To complement learnings from the survey and executive interviews, we reviewed an extensive selection of relevant documents. Over the course of 2019 and 2020, more than 300 documents were reviewed, including 75+ corporate social responsibility and sustainability reports, 100+ news articles, 75+ journal articles and research reports, and 25+ industry reports. News sources and relevant journal articles were collected using key phrases related to our research, such as “carbon emissions”, “supply chain management”, “sustainability”, and “child labor”, to identify relevant documents in aggregate news sources such as Factiva and Google News. A representative sample of industry CSR reports were selectively sampled. Industry reports were reviewed from key universities, organizations, and industry associations in the field. The content was organized into a timeline, based on relevance to the different survey metrics, and visualized as treemap diagram. The treemap diagrams were created using 400 news articles published in 2020. Articles were identified using Google News search with the top 400 articles extracted based on the Google News search relevance setting. Noun and adjective words were extracted from the title and text snippet Google News generates for each article. The search term, and misclassified or filler words (e.g., “such” and “other”) were removed. The treemap diagrams are a plot of the relative word frequency within the articles A treemap diagram illustrating word frequency when searching for “supply chain” articles can be seen in Figure 24.
Table 8: Industry makeup of interviewees. N = 21.
Figure 24: A treemap diagram illustrating the frequency of words found in the top 400 articles extracted from Google News when searching “supply chain” in 2020. N = 400.
Appendix B: Limitations
This section will detail the general limitations of our analysis and the key issues we encountered in our data cleaning process.
Responder Bias & Self Selection Responses
In addition, the sample of responses may lean toward respondents who are more involved with sustainability given their ability to fully answer the questions. This may result in more positive results, representing the inputs of individuals who are involved in sustainability and not representing those who are less involved.

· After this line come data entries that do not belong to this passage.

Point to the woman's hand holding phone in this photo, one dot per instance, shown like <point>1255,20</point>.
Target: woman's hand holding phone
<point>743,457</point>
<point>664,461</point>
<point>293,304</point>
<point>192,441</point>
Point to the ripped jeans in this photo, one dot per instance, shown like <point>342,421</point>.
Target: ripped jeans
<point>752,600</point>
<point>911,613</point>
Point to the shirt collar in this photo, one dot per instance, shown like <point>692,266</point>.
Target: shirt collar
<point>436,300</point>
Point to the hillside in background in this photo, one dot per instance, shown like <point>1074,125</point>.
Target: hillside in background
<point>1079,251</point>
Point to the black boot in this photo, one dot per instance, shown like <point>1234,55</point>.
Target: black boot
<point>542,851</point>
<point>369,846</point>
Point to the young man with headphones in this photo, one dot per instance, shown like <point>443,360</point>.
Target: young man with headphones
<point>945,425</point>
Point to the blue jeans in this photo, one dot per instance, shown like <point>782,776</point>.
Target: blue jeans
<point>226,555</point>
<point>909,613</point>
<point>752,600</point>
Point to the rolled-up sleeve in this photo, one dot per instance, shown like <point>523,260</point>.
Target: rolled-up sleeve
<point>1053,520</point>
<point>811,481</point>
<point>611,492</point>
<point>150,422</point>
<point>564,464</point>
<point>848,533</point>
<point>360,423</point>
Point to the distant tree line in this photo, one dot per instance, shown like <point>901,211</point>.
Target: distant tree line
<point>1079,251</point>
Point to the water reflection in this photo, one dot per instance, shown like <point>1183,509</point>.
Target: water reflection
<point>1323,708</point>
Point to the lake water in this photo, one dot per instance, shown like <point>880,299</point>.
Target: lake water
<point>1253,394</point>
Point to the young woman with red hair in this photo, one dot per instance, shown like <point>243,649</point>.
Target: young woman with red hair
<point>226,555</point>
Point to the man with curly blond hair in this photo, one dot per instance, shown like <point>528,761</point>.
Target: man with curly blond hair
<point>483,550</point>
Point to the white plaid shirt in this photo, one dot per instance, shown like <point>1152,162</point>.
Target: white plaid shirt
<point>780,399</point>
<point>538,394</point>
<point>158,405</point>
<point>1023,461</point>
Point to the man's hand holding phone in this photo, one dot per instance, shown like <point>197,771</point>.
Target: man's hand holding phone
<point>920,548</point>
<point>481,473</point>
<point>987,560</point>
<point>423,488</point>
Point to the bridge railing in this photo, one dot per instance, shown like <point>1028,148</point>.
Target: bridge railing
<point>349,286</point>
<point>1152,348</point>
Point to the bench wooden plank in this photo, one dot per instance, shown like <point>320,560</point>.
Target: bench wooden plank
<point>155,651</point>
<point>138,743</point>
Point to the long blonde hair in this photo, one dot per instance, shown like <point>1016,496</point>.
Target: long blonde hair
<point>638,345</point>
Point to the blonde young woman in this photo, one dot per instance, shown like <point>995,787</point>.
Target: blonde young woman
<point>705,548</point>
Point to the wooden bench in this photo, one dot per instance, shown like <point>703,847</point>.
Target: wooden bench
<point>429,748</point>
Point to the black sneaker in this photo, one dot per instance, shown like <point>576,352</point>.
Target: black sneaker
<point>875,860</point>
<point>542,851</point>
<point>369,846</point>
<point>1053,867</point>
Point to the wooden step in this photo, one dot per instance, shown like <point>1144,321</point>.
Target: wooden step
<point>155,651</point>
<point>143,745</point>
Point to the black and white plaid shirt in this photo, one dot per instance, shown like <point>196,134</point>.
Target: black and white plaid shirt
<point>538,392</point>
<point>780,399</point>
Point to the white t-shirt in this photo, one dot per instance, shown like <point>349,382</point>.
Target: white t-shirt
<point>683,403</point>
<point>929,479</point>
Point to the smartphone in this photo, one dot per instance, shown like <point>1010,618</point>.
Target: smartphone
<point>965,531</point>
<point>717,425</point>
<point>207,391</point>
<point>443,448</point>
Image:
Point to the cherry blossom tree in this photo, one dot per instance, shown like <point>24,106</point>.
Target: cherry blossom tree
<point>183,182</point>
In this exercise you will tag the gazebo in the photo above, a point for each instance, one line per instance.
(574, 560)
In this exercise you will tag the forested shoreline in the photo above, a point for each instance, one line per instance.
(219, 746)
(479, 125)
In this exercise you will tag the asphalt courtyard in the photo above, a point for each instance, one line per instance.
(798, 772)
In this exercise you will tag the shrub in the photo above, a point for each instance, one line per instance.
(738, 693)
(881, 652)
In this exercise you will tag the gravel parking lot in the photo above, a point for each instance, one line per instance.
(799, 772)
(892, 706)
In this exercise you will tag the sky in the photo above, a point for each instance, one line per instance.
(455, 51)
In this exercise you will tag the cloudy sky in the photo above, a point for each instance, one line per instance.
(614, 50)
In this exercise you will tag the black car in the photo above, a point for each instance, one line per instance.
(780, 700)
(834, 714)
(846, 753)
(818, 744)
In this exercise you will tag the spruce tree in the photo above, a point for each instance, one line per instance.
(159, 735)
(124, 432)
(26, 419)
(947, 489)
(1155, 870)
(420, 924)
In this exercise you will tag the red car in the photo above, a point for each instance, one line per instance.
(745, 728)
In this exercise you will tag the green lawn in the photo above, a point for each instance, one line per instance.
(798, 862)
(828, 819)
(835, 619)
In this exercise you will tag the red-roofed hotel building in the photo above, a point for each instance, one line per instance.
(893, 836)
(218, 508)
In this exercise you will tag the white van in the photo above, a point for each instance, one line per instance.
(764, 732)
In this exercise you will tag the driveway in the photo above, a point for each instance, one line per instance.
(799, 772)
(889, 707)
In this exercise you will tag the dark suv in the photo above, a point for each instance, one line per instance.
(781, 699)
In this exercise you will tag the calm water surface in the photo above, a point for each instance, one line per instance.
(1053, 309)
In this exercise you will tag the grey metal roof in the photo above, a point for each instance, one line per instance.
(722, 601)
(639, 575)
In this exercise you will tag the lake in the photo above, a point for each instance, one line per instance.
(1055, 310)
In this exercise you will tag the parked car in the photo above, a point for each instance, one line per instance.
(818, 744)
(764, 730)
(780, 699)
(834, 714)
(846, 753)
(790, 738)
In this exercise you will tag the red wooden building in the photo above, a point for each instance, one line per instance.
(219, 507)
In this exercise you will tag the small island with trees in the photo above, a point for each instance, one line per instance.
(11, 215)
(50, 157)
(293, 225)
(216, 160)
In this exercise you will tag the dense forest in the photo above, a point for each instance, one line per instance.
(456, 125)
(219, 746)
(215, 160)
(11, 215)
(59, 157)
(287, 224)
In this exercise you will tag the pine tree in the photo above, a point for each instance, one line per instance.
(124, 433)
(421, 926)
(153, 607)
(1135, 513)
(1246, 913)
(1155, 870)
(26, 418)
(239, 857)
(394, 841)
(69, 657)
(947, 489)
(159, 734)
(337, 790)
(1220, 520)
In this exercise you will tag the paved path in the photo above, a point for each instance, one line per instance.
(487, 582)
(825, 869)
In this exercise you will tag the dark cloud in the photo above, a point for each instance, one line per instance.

The anonymity of the survey helps reduce the impacts of responder bias and self-selection by removing attribution. There is less pressure by a responder to report positively, as there is no personal benefit.
Questions regarding company headquarters location, department affiliation, and industry type allowed respondents to manually enter an answer. To include this data in our analysis, a decision had to made to recategorize these entries into a parent category. Given the ambiguity of some manual entries a best guess effort was made that may not be fully representative of the intent of the original response.